Читаем Автобиография троцкизма. В поисках искупления. Том 2 полностью

Вся наша страна, от малого до старого, ждет и требует одного: изменников и шпионов, продавших врагу нашу Родину, расстрелять как поганых псов! <…> Пройдет время. Могилы ненавистных изменников зарастут бурьяном и чертополохом, покрытые вечным презрением честных советских людей, всего советского народа. А над нами, над нашей счастливой страной, по-прежнему ясно и радостно будет сверкать своими светлыми лучами наше солнце. Мы, наш народ, будем по-прежнему шагать по очищенной от последней нечисти и мерзости прошлого дороге, во главе с нашим любимым вождем и учителем – великим Сталиным – вперед и вперед к коммунизму![1564]

Во время сталинского террора любые попытки обвиненных как-то вернуться в партийный лагерь категорически пресекались. Им запрещалось отдавать честь Сталину. Отсутствие символического измерения в смерти осужденных должно пониматься в контексте исчезновения фигурального из сталинской семиотики. Тогда как фигуральное не соотносится напрямую с реальным миром и поэтому может носить ряд противоречивых толкований, смерть врагов народа должна была быть буквальной. Враг редуцировался до чисто осязаемого, телесного: это был фармак, который впитал нечисть мира сего и, умирая, взял ее с собой.

Предсказывая на 5‑й конференции Московского обкома в июне 1937 года, что партия уничтожит троцкистов и правых дотла и развеет их прах по ветру, Никита Хрущев отказывал им в должном погребении[1565]. Их останки нельзя было чтить, даже нельзя было знать, где они захоронены: врагам не предоставлялась возможность ни жить, ни принять достойную смерть.

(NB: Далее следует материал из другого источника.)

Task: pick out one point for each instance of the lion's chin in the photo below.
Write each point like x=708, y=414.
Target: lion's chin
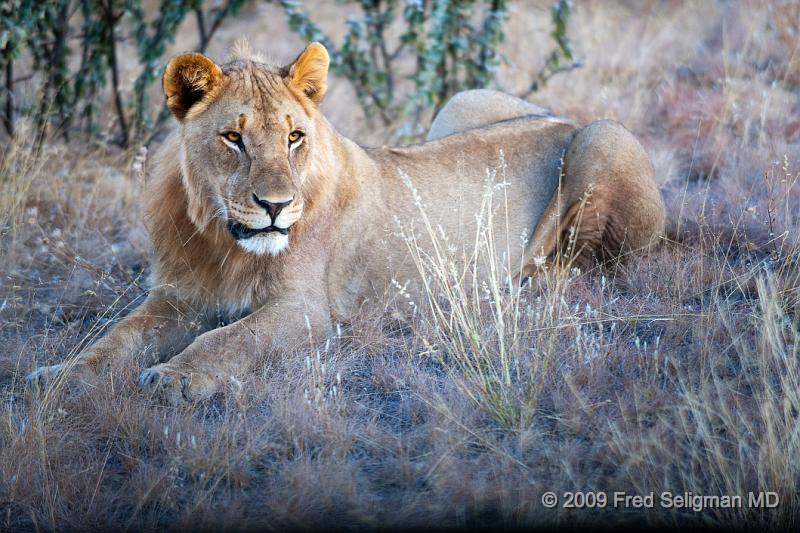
x=271, y=243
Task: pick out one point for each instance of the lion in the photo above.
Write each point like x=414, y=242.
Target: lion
x=268, y=226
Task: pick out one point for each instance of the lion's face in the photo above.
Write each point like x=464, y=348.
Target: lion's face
x=247, y=135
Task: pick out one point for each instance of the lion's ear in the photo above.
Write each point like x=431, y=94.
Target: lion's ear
x=187, y=79
x=309, y=72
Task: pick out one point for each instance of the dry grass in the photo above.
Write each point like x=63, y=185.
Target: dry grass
x=678, y=371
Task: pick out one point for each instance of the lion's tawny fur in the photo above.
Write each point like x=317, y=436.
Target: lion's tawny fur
x=254, y=137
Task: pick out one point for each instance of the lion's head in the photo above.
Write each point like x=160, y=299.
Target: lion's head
x=248, y=131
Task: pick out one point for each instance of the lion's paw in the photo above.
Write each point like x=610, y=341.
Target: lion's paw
x=177, y=386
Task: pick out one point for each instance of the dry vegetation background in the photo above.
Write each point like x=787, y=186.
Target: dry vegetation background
x=677, y=372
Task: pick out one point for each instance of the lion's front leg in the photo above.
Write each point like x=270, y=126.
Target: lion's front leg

Приложение. Оппозиция в межвоенной карикатуре

Визуальный язык любительских шаржей и карикатур, о которых мы говорили ранее, безусловно, может и должен рассматриваться как еще одна грань «говорения по-большевистски»: у нас нет оснований считать этот вариант графического социолекта отдельным от большевистской идентичности авторов. Впрочем, главное отличие этого социолекта – особый статус публичности: это визуальный язык достаточно узкой группы руководства большевиков в узком коммуникативном пространстве, анонимный и широкий доступ к которому не предусмотрен. Тем более интересно сравнивать его с языком официальной, публичной карикатуры и шаржа того же времени: это позволит лучше понять, как демонстрировалась эта идентичность в двух принципиально разных вариантах, взаимно влияющих друг на друга, но в ряде аспектов откровенно друг другу противопоставленных.

В первую очередь нам стоит очертить круг людей, причастных к советской карикатурно-шаржевой традиции в средствах массовой информации, – и здесь имеет смысл определить их позицию по отношению к языку в терминах агентности и структуры, сопоставляя эту позицию с позицией авторов графических записок рассмотренных выше. Начать, очевидно, придется с иерархии официальных карикатуристов – насколько бы ни был оригинален графический стиль и иконография Межлаука, Ярославского, Бухарина, Радека, но они так или иначе добросовестно подражали профессионалам, публиковавшимся в «Красном перце», «Крокодиле», «Вечерней Москве», «Рабочей газете», «Известиях». При этом и предыстория стиля советских карикатуристов 1920–1930‑х годов, и их профессиональное положение, и отношения с редакциями говорят о том, что по крайней мере в 1920‑х годах они были в значительной степени акторами, во многом создающими структуру советского визуального языка. Степень их агентности при этом явно уменьшалась с ходом времени: ко второй половине 1930‑х уже достаточно очевидно стилистическое и сюжетное единство советской официальной карикатуры, видна общая иерархия тем и сюжетов, а визуальный язык этого искусства синхронизируется с языком публичной коммунистической риторики.